This could pose a real problem for the Obama campaign. More than half of all foreclosures in the recession period of 2007-09 were in California, Nevada, Arizona and Florida, and looking at the geographical patterns I estimate that about one-third of these involved Hispanics. The quotas imposed by the Community Reinvestment Act and the policies of Fannie Mae and Freddie Mac encouraged the granting of mortgages to “minorities,” and I’m sure there were plenty of scam operations grinding out mortgages to Hispanics in California’s Inland Empire and Central Valley and in metro Las Vegas, Phoenix, Orlando and Miami. Cash income from construction jobs and no W-2? Hey, no problem, here’s a $350,000 no down payment mortgage, which we’ll just offload the mortgage onto Fannie Mae or someone and get points for our concern for minorities. When the construction work dried up, such mortgages went bad, and many of the erstwhile homeowners just disappeared. Some of these people registered (or were registered) to vote, but the Obama campaign will have a hard time tracking them down. Some may have gone back to Mexico. And Hispanics tend to have relatively few last names, which makes them hard to follow. I once looked at a Mexico City phone book and found columns and columns of listings for “Jose Gonzalez Garcia.”

Were some of these registered voters illegal immigrants? I wouldn’t be surprised. Certainly the California authorities are not interested in keeping illegals off the voter rolls. The Pew Hispanic Center says the number of illegal Mexican immigrants declined from 6.9 million to 6.0 million in 2005-10. The number has probably declined further since.
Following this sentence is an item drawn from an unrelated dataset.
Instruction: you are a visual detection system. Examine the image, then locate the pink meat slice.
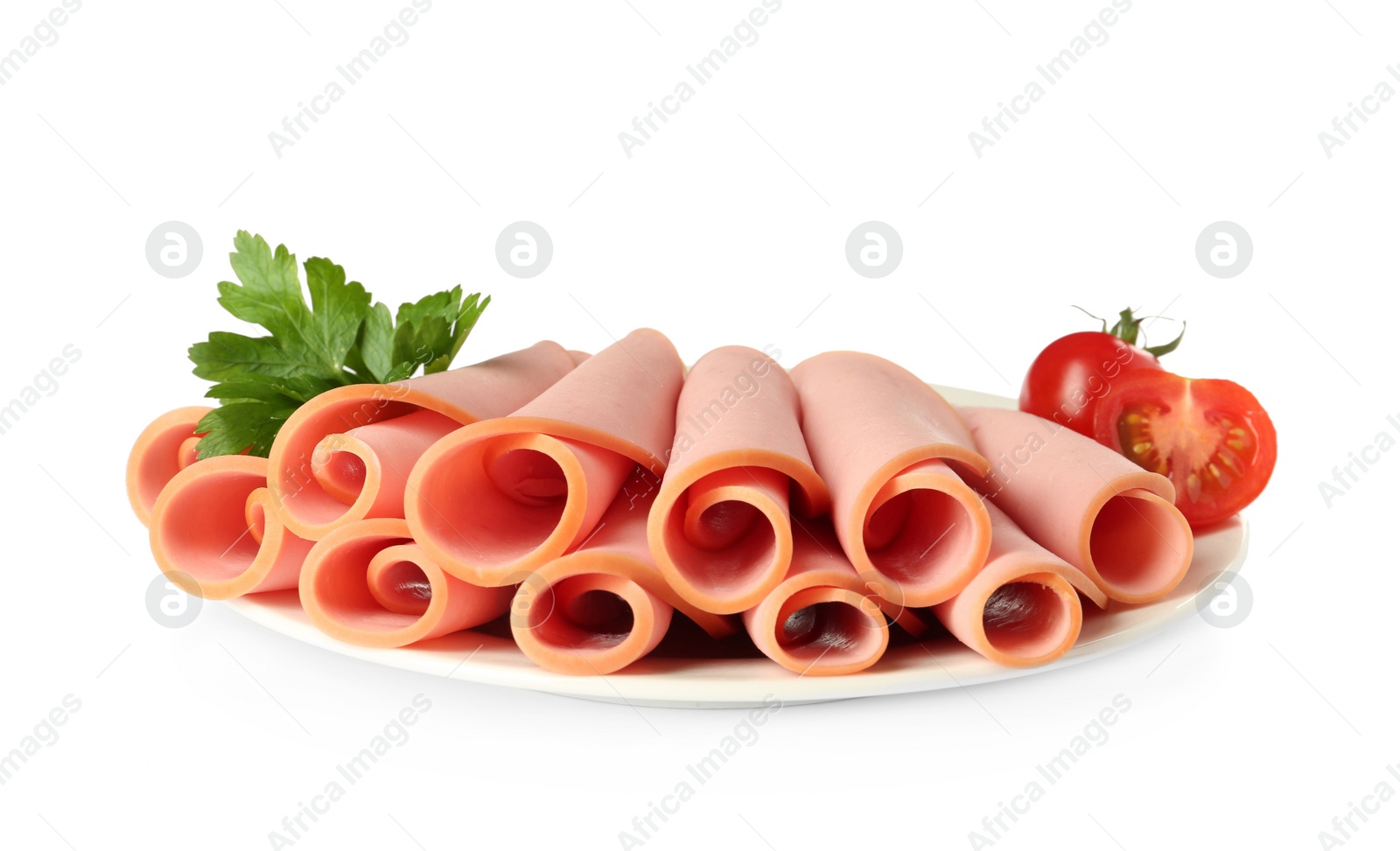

And even assuming that no registered voters were illegal, it looks like the Obama campaign has a small reservoir of unregistered U.S. citizen Hispanics to target in their reelection drive.

There’s another point to be made here. If conditions in the U.S. are so bad for Hispanics that many are prompted to return to their country of origin, what does this say about the assessment of those who remain of the performance of the Obama administration?